Murray, Santino Move to Prevent Future Carbon Monoxide Tragedies: Supervisor Proposes Town Law to Require CO Detectors in Places of Public Assembly

Hempstead Town Supervisor Kate Murray, Senior Councilman Anthony Santino, the Hempstead Town Board, Receiver of Taxes Don Clavin and Town Clerk Nasrin Ahmad are taking action to prevent future carbon monoxide tragedies. In response to a recent death involving carbon monoxide poisoning, Murray and Santino, along with members of the town board, are proposing a local town law that will require restaurants, bars, nightclubs, bowling alleys, gyms, churches, movie theaters, catering facilities and other places of public assembly to install carbon monoxide detectors to ensure the safety of the public.

“Carbon monoxide has been called the ‘silent killer’ because it is odorless, you can’t see it and it has no taste,” stated Murray. “However, Hempstead Town won’t be silent when it comes to the ‘silent killer.’ I am calling for a law that will result in a simple, cost-effective solution to carbon monoxide poisoning.”

Carbon monoxide is an odorless gas, and is produced by automobiles, stoves, burning wood or charcoal and heating systems. People who are exposed to a small amount of carbon monoxide for a short period of time can experience headaches, nausea, dizziness, chest pain, loss of consciousness and even death. According the Centers for Disease Control (CDC), over 400 Americans die from carbon monoxide poisoning per year, and more than 20,000 people are taken to the emergency room as a result of carbon monoxide poisoning.
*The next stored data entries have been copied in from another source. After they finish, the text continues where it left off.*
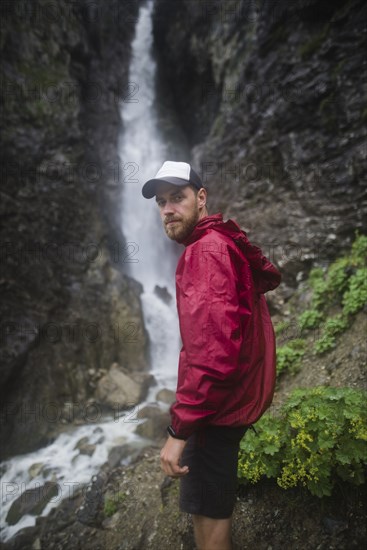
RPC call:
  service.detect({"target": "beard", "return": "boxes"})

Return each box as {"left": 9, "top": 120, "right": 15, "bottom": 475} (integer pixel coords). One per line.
{"left": 163, "top": 204, "right": 200, "bottom": 243}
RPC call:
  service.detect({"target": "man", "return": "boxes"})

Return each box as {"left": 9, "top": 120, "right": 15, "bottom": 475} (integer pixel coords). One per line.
{"left": 142, "top": 161, "right": 281, "bottom": 550}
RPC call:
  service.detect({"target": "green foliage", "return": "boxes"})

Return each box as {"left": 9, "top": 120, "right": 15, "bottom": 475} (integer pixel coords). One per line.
{"left": 295, "top": 231, "right": 367, "bottom": 355}
{"left": 309, "top": 232, "right": 366, "bottom": 309}
{"left": 238, "top": 414, "right": 286, "bottom": 483}
{"left": 342, "top": 268, "right": 367, "bottom": 315}
{"left": 314, "top": 313, "right": 349, "bottom": 353}
{"left": 308, "top": 267, "right": 325, "bottom": 286}
{"left": 276, "top": 339, "right": 306, "bottom": 376}
{"left": 276, "top": 233, "right": 366, "bottom": 373}
{"left": 311, "top": 285, "right": 329, "bottom": 312}
{"left": 313, "top": 332, "right": 336, "bottom": 354}
{"left": 309, "top": 257, "right": 351, "bottom": 310}
{"left": 238, "top": 387, "right": 367, "bottom": 497}
{"left": 326, "top": 258, "right": 351, "bottom": 297}
{"left": 274, "top": 320, "right": 290, "bottom": 336}
{"left": 351, "top": 232, "right": 367, "bottom": 260}
{"left": 298, "top": 309, "right": 323, "bottom": 330}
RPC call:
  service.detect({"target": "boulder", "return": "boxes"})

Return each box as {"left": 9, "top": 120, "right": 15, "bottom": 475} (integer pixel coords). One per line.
{"left": 96, "top": 364, "right": 142, "bottom": 409}
{"left": 107, "top": 445, "right": 131, "bottom": 469}
{"left": 137, "top": 404, "right": 162, "bottom": 419}
{"left": 107, "top": 444, "right": 143, "bottom": 469}
{"left": 74, "top": 437, "right": 96, "bottom": 457}
{"left": 154, "top": 285, "right": 173, "bottom": 304}
{"left": 6, "top": 482, "right": 59, "bottom": 526}
{"left": 135, "top": 411, "right": 170, "bottom": 442}
{"left": 156, "top": 388, "right": 175, "bottom": 405}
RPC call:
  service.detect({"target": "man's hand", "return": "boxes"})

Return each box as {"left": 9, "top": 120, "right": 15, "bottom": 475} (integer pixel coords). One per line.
{"left": 160, "top": 435, "right": 189, "bottom": 478}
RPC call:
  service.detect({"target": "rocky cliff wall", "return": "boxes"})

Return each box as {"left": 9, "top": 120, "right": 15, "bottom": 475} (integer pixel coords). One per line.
{"left": 0, "top": 0, "right": 149, "bottom": 459}
{"left": 153, "top": 0, "right": 367, "bottom": 292}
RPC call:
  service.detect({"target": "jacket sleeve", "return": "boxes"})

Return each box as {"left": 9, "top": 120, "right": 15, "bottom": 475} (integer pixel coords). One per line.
{"left": 170, "top": 240, "right": 254, "bottom": 439}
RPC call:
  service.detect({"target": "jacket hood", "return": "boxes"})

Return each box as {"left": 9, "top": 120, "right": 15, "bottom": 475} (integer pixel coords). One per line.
{"left": 183, "top": 213, "right": 281, "bottom": 294}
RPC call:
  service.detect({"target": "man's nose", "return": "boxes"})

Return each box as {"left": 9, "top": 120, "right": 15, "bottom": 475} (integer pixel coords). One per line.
{"left": 162, "top": 201, "right": 175, "bottom": 215}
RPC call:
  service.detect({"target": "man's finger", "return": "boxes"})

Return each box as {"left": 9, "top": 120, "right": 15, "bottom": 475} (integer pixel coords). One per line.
{"left": 160, "top": 458, "right": 189, "bottom": 477}
{"left": 171, "top": 464, "right": 189, "bottom": 476}
{"left": 162, "top": 461, "right": 189, "bottom": 477}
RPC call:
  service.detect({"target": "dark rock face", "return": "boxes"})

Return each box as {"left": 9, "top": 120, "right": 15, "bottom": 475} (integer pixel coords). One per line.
{"left": 153, "top": 0, "right": 367, "bottom": 288}
{"left": 0, "top": 0, "right": 149, "bottom": 459}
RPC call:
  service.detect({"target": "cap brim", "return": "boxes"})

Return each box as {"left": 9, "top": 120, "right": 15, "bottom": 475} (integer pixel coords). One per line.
{"left": 141, "top": 177, "right": 191, "bottom": 198}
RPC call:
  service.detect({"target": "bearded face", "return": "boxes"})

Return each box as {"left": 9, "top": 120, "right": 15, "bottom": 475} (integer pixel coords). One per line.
{"left": 163, "top": 201, "right": 200, "bottom": 243}
{"left": 155, "top": 183, "right": 206, "bottom": 244}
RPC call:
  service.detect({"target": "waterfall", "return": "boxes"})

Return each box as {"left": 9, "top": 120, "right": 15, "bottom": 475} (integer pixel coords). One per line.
{"left": 0, "top": 0, "right": 183, "bottom": 541}
{"left": 118, "top": 0, "right": 182, "bottom": 392}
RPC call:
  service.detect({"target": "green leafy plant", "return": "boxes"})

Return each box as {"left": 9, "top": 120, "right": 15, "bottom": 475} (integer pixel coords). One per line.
{"left": 238, "top": 386, "right": 367, "bottom": 497}
{"left": 313, "top": 333, "right": 336, "bottom": 354}
{"left": 237, "top": 414, "right": 286, "bottom": 484}
{"left": 350, "top": 231, "right": 367, "bottom": 261}
{"left": 312, "top": 232, "right": 365, "bottom": 305}
{"left": 293, "top": 231, "right": 367, "bottom": 355}
{"left": 314, "top": 313, "right": 349, "bottom": 353}
{"left": 298, "top": 309, "right": 324, "bottom": 330}
{"left": 274, "top": 320, "right": 290, "bottom": 337}
{"left": 276, "top": 338, "right": 306, "bottom": 376}
{"left": 342, "top": 268, "right": 367, "bottom": 315}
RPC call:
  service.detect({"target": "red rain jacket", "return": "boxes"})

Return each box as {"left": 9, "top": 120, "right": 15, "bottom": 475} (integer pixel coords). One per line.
{"left": 170, "top": 213, "right": 281, "bottom": 439}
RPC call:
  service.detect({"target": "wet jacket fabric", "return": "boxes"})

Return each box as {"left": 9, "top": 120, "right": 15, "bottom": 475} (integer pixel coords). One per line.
{"left": 170, "top": 213, "right": 282, "bottom": 439}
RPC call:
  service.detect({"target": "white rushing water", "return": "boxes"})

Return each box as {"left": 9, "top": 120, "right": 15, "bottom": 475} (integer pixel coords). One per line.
{"left": 118, "top": 0, "right": 181, "bottom": 392}
{"left": 0, "top": 420, "right": 146, "bottom": 541}
{"left": 0, "top": 0, "right": 182, "bottom": 541}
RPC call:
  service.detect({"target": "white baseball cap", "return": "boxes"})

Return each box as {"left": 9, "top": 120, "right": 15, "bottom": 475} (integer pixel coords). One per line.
{"left": 142, "top": 161, "right": 204, "bottom": 198}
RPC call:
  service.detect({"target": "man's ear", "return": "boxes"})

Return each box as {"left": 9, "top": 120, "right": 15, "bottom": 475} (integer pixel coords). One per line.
{"left": 198, "top": 188, "right": 207, "bottom": 208}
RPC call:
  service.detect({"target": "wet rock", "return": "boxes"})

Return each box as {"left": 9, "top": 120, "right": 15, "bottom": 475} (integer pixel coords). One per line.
{"left": 107, "top": 445, "right": 131, "bottom": 469}
{"left": 75, "top": 471, "right": 108, "bottom": 528}
{"left": 135, "top": 411, "right": 170, "bottom": 441}
{"left": 0, "top": 526, "right": 41, "bottom": 550}
{"left": 73, "top": 437, "right": 96, "bottom": 457}
{"left": 6, "top": 482, "right": 59, "bottom": 526}
{"left": 137, "top": 404, "right": 162, "bottom": 419}
{"left": 154, "top": 285, "right": 173, "bottom": 304}
{"left": 96, "top": 364, "right": 142, "bottom": 409}
{"left": 156, "top": 388, "right": 175, "bottom": 405}
{"left": 102, "top": 511, "right": 122, "bottom": 530}
{"left": 128, "top": 371, "right": 156, "bottom": 400}
{"left": 28, "top": 463, "right": 44, "bottom": 480}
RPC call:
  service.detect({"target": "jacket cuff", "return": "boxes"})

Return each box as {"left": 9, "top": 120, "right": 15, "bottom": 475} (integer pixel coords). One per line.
{"left": 167, "top": 425, "right": 188, "bottom": 440}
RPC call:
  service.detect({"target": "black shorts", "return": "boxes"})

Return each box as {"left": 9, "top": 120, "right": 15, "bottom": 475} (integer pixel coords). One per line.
{"left": 179, "top": 424, "right": 248, "bottom": 519}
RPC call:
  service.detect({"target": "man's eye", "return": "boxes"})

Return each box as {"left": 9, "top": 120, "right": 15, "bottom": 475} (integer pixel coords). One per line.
{"left": 174, "top": 195, "right": 182, "bottom": 201}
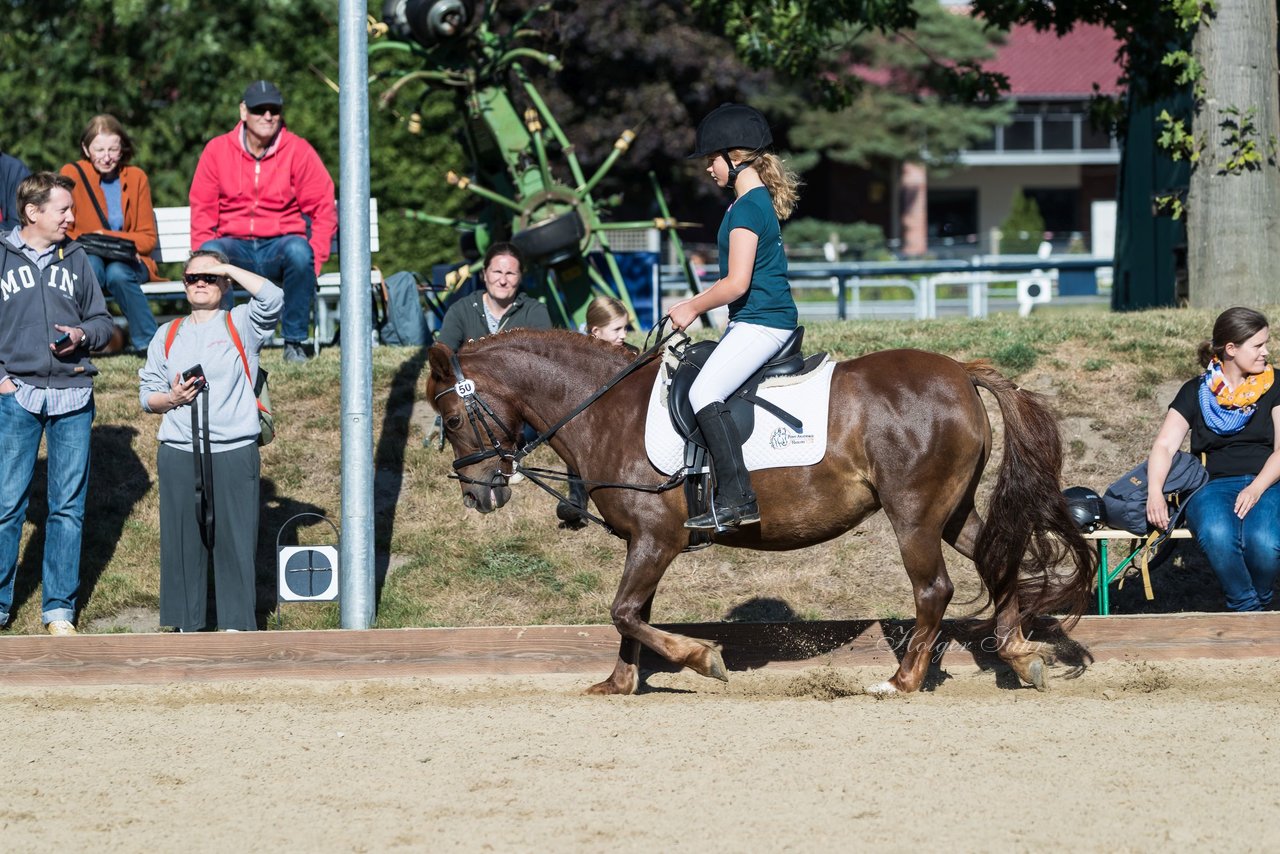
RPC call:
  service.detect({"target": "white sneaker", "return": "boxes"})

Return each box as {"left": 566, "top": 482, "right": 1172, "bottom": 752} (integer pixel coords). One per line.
{"left": 46, "top": 620, "right": 77, "bottom": 636}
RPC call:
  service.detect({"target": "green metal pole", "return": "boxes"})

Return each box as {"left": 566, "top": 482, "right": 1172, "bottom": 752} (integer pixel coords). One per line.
{"left": 515, "top": 68, "right": 589, "bottom": 188}
{"left": 402, "top": 210, "right": 470, "bottom": 227}
{"left": 446, "top": 171, "right": 527, "bottom": 214}
{"left": 1098, "top": 539, "right": 1110, "bottom": 615}
{"left": 579, "top": 130, "right": 635, "bottom": 196}
{"left": 524, "top": 111, "right": 554, "bottom": 194}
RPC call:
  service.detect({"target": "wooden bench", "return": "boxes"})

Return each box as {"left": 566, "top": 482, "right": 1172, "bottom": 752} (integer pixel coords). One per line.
{"left": 1085, "top": 527, "right": 1194, "bottom": 615}
{"left": 141, "top": 199, "right": 382, "bottom": 348}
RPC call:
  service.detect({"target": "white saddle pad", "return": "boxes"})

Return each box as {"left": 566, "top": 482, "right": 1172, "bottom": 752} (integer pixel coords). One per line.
{"left": 643, "top": 357, "right": 836, "bottom": 476}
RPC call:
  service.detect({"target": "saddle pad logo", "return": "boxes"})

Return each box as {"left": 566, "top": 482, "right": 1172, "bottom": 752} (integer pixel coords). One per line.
{"left": 770, "top": 428, "right": 816, "bottom": 450}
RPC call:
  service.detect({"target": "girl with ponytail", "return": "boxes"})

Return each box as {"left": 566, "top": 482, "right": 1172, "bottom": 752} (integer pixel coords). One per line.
{"left": 665, "top": 103, "right": 801, "bottom": 531}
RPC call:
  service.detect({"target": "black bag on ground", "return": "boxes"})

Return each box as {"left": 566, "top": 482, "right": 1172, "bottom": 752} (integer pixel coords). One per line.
{"left": 1102, "top": 450, "right": 1208, "bottom": 535}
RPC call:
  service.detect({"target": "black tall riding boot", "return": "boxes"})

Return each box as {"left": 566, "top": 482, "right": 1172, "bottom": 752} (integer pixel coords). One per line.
{"left": 685, "top": 402, "right": 760, "bottom": 530}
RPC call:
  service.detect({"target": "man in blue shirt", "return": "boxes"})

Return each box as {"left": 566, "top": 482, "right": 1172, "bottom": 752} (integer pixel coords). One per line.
{"left": 0, "top": 148, "right": 32, "bottom": 232}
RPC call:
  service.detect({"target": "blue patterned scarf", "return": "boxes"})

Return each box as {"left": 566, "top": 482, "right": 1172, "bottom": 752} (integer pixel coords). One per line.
{"left": 1198, "top": 361, "right": 1273, "bottom": 435}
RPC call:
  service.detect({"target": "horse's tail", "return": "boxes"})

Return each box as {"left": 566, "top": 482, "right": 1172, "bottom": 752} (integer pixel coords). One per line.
{"left": 965, "top": 360, "right": 1097, "bottom": 629}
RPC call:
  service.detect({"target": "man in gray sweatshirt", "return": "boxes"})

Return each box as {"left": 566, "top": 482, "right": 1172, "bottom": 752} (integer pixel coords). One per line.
{"left": 0, "top": 172, "right": 115, "bottom": 635}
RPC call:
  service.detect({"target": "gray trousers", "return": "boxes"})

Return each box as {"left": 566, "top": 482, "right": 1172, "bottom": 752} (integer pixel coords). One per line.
{"left": 158, "top": 442, "right": 260, "bottom": 631}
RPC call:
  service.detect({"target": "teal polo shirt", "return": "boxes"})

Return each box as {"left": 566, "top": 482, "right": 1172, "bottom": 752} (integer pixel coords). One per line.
{"left": 717, "top": 186, "right": 797, "bottom": 330}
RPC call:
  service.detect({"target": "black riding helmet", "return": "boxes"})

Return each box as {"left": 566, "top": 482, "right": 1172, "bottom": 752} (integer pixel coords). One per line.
{"left": 688, "top": 103, "right": 772, "bottom": 190}
{"left": 1062, "top": 485, "right": 1105, "bottom": 533}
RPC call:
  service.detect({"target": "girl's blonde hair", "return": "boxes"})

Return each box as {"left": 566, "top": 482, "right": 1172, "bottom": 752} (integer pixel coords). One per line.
{"left": 729, "top": 148, "right": 801, "bottom": 220}
{"left": 586, "top": 295, "right": 628, "bottom": 332}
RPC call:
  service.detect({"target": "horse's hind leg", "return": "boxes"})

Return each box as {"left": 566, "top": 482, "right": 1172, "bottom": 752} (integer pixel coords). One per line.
{"left": 948, "top": 507, "right": 1049, "bottom": 690}
{"left": 586, "top": 535, "right": 726, "bottom": 696}
{"left": 867, "top": 531, "right": 954, "bottom": 695}
{"left": 991, "top": 598, "right": 1051, "bottom": 690}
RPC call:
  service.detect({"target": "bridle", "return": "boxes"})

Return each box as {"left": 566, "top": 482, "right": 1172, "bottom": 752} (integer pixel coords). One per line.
{"left": 433, "top": 322, "right": 688, "bottom": 533}
{"left": 432, "top": 351, "right": 521, "bottom": 479}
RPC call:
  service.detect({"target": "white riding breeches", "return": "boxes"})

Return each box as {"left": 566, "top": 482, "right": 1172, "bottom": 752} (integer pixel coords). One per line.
{"left": 687, "top": 321, "right": 794, "bottom": 412}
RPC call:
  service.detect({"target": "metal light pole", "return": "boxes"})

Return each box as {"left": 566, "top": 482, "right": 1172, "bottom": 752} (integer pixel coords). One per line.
{"left": 337, "top": 0, "right": 375, "bottom": 628}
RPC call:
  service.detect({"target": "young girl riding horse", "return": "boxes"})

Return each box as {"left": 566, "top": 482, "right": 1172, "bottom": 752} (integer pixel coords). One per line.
{"left": 666, "top": 103, "right": 801, "bottom": 531}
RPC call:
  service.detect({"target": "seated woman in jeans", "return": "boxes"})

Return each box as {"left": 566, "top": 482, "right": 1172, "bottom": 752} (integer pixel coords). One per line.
{"left": 1144, "top": 306, "right": 1280, "bottom": 611}
{"left": 60, "top": 114, "right": 160, "bottom": 353}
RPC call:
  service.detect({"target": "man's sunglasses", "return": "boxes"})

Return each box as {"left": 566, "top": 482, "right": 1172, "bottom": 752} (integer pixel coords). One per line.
{"left": 248, "top": 104, "right": 282, "bottom": 116}
{"left": 183, "top": 273, "right": 226, "bottom": 285}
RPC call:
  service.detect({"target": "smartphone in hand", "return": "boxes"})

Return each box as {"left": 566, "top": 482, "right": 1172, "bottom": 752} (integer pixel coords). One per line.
{"left": 181, "top": 365, "right": 205, "bottom": 390}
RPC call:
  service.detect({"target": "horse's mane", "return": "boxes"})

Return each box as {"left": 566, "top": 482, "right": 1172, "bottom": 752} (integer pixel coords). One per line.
{"left": 459, "top": 327, "right": 635, "bottom": 366}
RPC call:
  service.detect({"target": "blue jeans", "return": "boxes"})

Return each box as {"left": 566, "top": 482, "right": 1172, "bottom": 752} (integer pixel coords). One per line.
{"left": 86, "top": 254, "right": 158, "bottom": 351}
{"left": 201, "top": 235, "right": 315, "bottom": 343}
{"left": 1184, "top": 475, "right": 1280, "bottom": 612}
{"left": 0, "top": 393, "right": 95, "bottom": 625}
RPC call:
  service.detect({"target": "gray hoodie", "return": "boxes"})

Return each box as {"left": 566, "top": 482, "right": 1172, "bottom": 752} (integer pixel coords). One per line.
{"left": 0, "top": 230, "right": 114, "bottom": 387}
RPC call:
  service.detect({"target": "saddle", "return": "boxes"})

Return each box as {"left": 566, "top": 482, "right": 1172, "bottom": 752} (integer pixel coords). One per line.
{"left": 665, "top": 326, "right": 826, "bottom": 550}
{"left": 668, "top": 326, "right": 819, "bottom": 447}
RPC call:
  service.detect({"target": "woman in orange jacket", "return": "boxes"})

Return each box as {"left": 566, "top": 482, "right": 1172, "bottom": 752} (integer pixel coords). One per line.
{"left": 60, "top": 115, "right": 159, "bottom": 353}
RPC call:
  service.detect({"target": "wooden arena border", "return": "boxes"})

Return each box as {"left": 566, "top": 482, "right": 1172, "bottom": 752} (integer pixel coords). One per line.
{"left": 1, "top": 612, "right": 1278, "bottom": 686}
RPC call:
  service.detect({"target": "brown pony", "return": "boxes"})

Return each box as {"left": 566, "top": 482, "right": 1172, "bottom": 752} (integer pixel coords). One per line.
{"left": 426, "top": 329, "right": 1096, "bottom": 695}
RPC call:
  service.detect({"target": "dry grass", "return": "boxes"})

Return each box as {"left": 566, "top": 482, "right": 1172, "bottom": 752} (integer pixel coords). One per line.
{"left": 0, "top": 306, "right": 1263, "bottom": 634}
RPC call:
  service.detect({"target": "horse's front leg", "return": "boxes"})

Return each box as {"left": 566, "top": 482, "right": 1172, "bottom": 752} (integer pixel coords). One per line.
{"left": 588, "top": 592, "right": 653, "bottom": 696}
{"left": 586, "top": 535, "right": 725, "bottom": 696}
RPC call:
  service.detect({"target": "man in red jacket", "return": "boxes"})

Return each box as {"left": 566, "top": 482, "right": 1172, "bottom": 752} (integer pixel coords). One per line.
{"left": 189, "top": 81, "right": 336, "bottom": 363}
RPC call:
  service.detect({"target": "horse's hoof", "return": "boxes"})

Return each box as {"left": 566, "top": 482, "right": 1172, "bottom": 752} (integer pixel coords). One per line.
{"left": 1027, "top": 658, "right": 1047, "bottom": 692}
{"left": 865, "top": 681, "right": 898, "bottom": 696}
{"left": 584, "top": 682, "right": 629, "bottom": 696}
{"left": 706, "top": 649, "right": 729, "bottom": 683}
{"left": 584, "top": 674, "right": 636, "bottom": 696}
{"left": 687, "top": 640, "right": 728, "bottom": 682}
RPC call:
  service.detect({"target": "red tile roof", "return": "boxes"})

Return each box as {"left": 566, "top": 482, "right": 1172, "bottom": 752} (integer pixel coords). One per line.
{"left": 985, "top": 23, "right": 1124, "bottom": 98}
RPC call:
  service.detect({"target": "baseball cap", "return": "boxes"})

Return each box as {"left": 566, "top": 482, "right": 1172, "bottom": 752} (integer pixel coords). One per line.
{"left": 242, "top": 80, "right": 284, "bottom": 109}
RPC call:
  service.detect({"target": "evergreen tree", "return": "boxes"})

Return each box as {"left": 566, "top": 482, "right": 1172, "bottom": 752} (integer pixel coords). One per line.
{"left": 998, "top": 190, "right": 1044, "bottom": 254}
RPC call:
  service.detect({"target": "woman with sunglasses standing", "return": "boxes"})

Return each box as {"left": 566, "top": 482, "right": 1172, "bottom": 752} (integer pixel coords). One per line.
{"left": 138, "top": 250, "right": 282, "bottom": 632}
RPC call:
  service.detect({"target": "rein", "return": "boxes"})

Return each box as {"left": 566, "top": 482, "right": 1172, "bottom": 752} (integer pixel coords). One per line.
{"left": 436, "top": 320, "right": 689, "bottom": 533}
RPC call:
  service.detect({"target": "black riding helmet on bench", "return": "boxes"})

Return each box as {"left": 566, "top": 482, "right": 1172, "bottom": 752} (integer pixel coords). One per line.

“We’re taking action to ensure that carbon monoxide poisoning does not occur in restaurants and other places where people gather,” said Santino. “Our law could spell the difference between life and death.”

Currently, the New York State fire code only requires carbon monoxide detectors in residential homes, but not in commercial structures. Hempstead Town has jurisdiction over places of public assembly (restaurants, bars, nightclubs, movie theaters, bowling alleys, gyms, catering halls, etc.). Accordingly, Murray and Santino will call for a hearing to amend the Town Code, Chapter 96 (Places of Public Assembly, Licensing) at the March 11th Town Board meeting. A hearing will then be held on March 25th at 10:30 a.m. at Hempstead Town Hall.

The amendment will require all new places of public assembly to have carbon monoxide detectors hard-wired, and existing businesses to have standard detectors that plug into electrical outlets. The amendment will require detectors on any floor where carbon monoxide-producing devices exist (furnaces, hot water heaters, stoves, etc.) and also one floor above those devices.

“I think that legislation like this is thoughtful and can save lives,” said Clavin. “At the same time, it does not place a significant financial burden on businesses.”

While the town has jurisdiction over places of public assembly and the state has regulations covering homes, there are no regulations affecting commercial buildings such as office buildings, factories, shopping stores, etc. Murray has said that she and Santino will call upon the State Legislature to address those facilities through the state’s fire code.

The officials also noted that carbon monoxide detectors are inexpensive and can cost as little as $20. Murray and Clavin stated that there should be no reason not to install carbon monoxide detectors.

“Carbon monoxide is commonly referred to as the ‘silent killer’ because the gas cannot be seen or smelled,” concluded Supervisor Murray. “However, knowledge is power. Carbon monoxide detectors alert residents and businesses that people are in danger of exposure. I am proud to be sponsoring legislation that could help prevent another carbon monoxide tragedy from occurring.”